The Real Reason Americans Often Associate Pineapples With Hawaii

In the minds of many Americans, pineapples are directly tied to the Hawaiian Islands. The Spruce Eats states that Christopher Columbus had a hand in spreading the golden fruit across the globe after transporting it to Europe from the island of Guadeloupe in the late 1400s, but the pineapple took quite a few journeys across unrelated waters before finding its way into American culinary culture.

Botanically named Ananas comosus, the fruit became known as pineapple due to its similarity in appearance to a pine cone. Native to Brazil, Paraguay, and Argentina — not Hawaii – Smithsonian Magazine reports people are not sure who can be credited with introducing the fruit to the area. (The outlet names Don Francisco de Paula Marin as a possible source, a Spanish sailor who provided the first written account of the fruit in the early 1800s.) Regardless of how it got there, the pineapple went on to become one of the most highly prized and expensive fruits in the world (via Historic UK). This didn't escape the notice of young American entrepreneur James Dole, who set his sights on Hawaii's pineapple plants in 1899. (As noted by Smithsonian Magazine, Dole arrived on the pineapple plantation scene just a year after the United States annexed the islands.) Pineapples and Hawaii would become forever intertwined thanks to his passion and marketing know-how.

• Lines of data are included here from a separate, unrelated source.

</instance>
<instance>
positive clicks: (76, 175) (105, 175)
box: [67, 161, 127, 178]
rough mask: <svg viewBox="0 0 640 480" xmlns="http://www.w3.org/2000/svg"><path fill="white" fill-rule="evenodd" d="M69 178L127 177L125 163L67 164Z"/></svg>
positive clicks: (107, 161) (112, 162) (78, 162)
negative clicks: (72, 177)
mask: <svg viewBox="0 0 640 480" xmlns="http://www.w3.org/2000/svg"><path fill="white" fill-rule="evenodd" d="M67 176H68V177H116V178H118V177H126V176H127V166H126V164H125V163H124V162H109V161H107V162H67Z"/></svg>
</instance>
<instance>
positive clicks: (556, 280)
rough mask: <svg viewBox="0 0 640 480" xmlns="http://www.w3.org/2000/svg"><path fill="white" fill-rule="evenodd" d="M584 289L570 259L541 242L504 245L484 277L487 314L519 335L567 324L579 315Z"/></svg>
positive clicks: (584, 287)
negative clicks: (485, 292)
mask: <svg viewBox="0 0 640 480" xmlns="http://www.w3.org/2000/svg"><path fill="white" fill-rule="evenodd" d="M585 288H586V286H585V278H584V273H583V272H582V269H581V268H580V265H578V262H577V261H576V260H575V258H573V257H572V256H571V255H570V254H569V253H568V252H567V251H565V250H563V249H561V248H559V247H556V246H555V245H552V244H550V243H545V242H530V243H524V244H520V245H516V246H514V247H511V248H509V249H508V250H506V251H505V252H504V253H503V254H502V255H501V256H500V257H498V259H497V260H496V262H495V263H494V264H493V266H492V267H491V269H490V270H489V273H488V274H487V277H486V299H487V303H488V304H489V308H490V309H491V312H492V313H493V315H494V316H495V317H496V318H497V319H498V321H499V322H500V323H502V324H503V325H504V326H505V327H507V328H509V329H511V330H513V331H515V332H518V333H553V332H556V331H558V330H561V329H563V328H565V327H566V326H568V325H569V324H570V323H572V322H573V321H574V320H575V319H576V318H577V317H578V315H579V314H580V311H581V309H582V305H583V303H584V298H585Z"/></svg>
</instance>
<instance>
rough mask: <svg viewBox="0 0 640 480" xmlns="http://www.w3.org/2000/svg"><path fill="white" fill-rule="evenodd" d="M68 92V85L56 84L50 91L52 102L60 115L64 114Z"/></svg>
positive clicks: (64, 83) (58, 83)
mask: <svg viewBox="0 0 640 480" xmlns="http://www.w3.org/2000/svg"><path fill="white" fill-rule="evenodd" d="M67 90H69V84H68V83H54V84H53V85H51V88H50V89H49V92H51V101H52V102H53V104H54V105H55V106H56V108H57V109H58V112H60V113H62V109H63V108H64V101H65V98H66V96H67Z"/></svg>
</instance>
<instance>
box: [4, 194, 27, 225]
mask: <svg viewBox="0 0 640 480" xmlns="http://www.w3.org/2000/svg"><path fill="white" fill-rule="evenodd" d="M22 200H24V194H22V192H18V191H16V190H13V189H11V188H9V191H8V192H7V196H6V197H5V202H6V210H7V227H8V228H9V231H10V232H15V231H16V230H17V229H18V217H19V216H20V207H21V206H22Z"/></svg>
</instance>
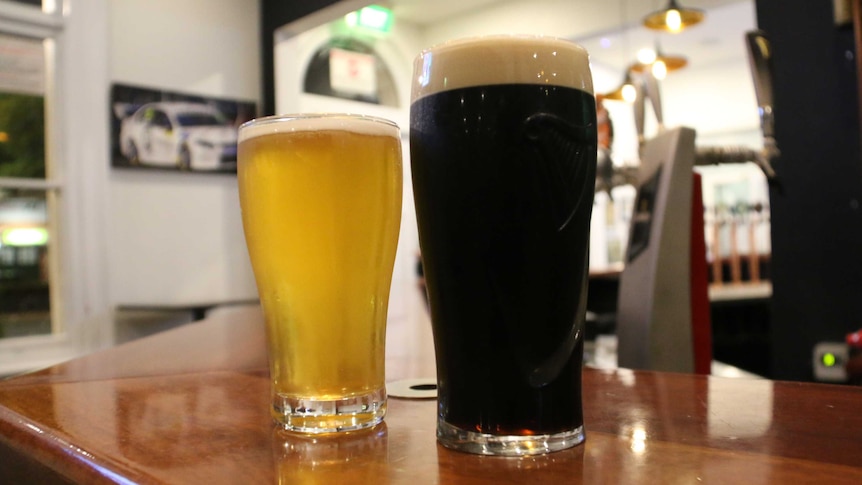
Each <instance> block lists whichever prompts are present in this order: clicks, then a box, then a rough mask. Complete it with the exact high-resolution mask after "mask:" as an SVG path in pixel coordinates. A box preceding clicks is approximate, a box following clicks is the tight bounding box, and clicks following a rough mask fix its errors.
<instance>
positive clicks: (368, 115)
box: [239, 112, 398, 130]
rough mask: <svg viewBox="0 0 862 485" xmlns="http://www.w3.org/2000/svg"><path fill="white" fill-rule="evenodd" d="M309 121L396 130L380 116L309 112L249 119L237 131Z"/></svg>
mask: <svg viewBox="0 0 862 485" xmlns="http://www.w3.org/2000/svg"><path fill="white" fill-rule="evenodd" d="M311 119H321V120H324V119H325V120H345V121H348V120H349V121H371V122H375V123H381V124H384V125H388V126H392V127H394V128H398V123H396V122H394V121H392V120H390V119H388V118H383V117H380V116H374V115H367V114H362V113H351V112H343V113H341V112H332V113H329V112H310V113H285V114H277V115H267V116H262V117H260V118H253V119H250V120H248V121H246V122H244V123H243V124H241V125H240V126H239V129H240V130H242V129H243V128H247V127H251V126H257V125H263V124H269V123H279V122H286V121H300V120H311Z"/></svg>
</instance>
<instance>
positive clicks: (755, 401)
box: [0, 309, 862, 485]
mask: <svg viewBox="0 0 862 485" xmlns="http://www.w3.org/2000/svg"><path fill="white" fill-rule="evenodd" d="M263 338H264V337H263V324H262V319H261V316H260V313H259V312H258V311H257V310H255V309H249V310H237V311H233V312H228V313H225V314H223V315H221V316H214V317H212V318H208V319H206V320H203V321H201V322H198V323H193V324H189V325H186V326H183V327H180V328H178V329H176V330H172V331H168V332H165V333H162V334H157V335H155V336H152V337H149V338H145V339H141V340H137V341H134V342H131V343H129V344H125V345H122V346H119V347H115V348H112V349H109V350H106V351H103V352H99V353H96V354H93V355H90V356H86V357H83V358H79V359H76V360H73V361H71V362H68V363H65V364H61V365H57V366H55V367H51V368H48V369H45V370H43V371H40V372H36V373H32V374H27V375H23V376H20V377H17V378H13V379H8V380H5V381H0V483H50V482H60V483H65V482H71V483H102V482H109V483H110V482H117V483H193V484H216V483H231V484H232V483H236V484H246V483H276V482H278V483H321V484H345V483H360V484H361V483H375V484H376V483H384V484H385V483H406V484H411V485H420V484H426V483H430V484H438V483H439V484H450V483H455V484H460V483H478V484H494V485H498V484H503V483H527V484H531V485H534V484H538V483H566V484H568V483H627V484H628V483H635V484H637V483H650V484H653V483H656V484H664V483H733V484H736V483H782V484H795V483H810V482H818V483H855V484H859V483H862V388H857V387H849V386H846V387H845V386H830V385H819V384H803V383H790V382H773V381H768V380H755V379H724V378H716V377H704V376H696V375H684V374H668V373H657V372H638V371H629V370H622V369H621V370H615V371H601V370H595V369H585V371H584V414H585V419H586V430H587V440H586V443H585V444H584V445H582V446H579V447H576V448H573V449H570V450H566V451H562V452H558V453H552V454H549V455H543V456H538V457H528V458H499V457H483V456H475V455H469V454H465V453H459V452H455V451H451V450H448V449H445V448H442V447H440V446H438V445H437V443H436V441H435V436H434V425H435V401H433V400H405V399H397V398H390V401H389V402H390V404H389V412H388V414H387V416H386V420H385V422H384V424H382V425H380V426H378V427H376V428H374V429H372V430H367V431H363V432H356V433H349V434H345V435H343V436H337V437H328V436H324V437H317V438H313V437H300V436H295V435H290V434H287V433H284V432H282V431H279V430H277V429H275V427H274V426H273V424H272V421H271V419H270V417H269V414H268V407H267V406H268V399H269V380H268V376H267V368H266V359H265V349H264V340H263ZM411 359H412V357H397V356H393V357H389V358H388V359H387V365H388V367H387V379H388V380H395V379H403V378H409V377H418V376H417V375H410V374H412V373H414V372H415V370H416V369H420V368H422V366H421V365H420V366H417V365H416V363H415V362H411ZM426 360H427V359H426ZM427 364H428V363H427V362H426V363H425V364H423V365H427ZM426 368H427V367H426Z"/></svg>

The persuasive power of pineapple marketing

Though James Dole was only 22 years old when he dove into pineapple infamy, per Smithsonian Magazine, he already knew a thing or two about growing and marketing food. As a newly minted graduate of Harvard University with a degree in business and horticulture, Dole turned a $1000 investment into the Hawaiian Pineapple Company, launching what the Dole Food Company today calls one of America's earliest national consumer advertising initiatives. In partnership with other Hawaiian pineapple growers, he advertised the fruit in magazines nationwide. Dole's efforts paid off — by 1915, he transformed pineapples into the second-largest industry in Hawaii. After buying Lanai Island seven years later, he created what became the largest pineapple plantation in the world, according to Hawaii Magazine. To honor his achievements, the company began adding the Dole name to its products in 1933.

Though the company moved its pineapple-growing operations to the Philippines and elsewhere in the early 1960s, the Hawaiian-born brand continues its strong connection to the islands. Dole still owns almost 3,000 acres of pineapple fields in Wahiawa on the island of Oahu, with the Dole Plantation solidifying its history and influence as a major tourist attraction that hosts a million or more visitors annually.

Described as a former roadside fruit stand, the Dole Plantation site now features attractions like a two-mile train journey, pineapple maze, and garden showcasing tropical fruits and coffee plants. Dole offers fresh pineapples to take home as gifts (available pre-packed and delivered to the airport, shares the Los Angeles Times) perpetuating the fond association of pineapples with The Aloha State.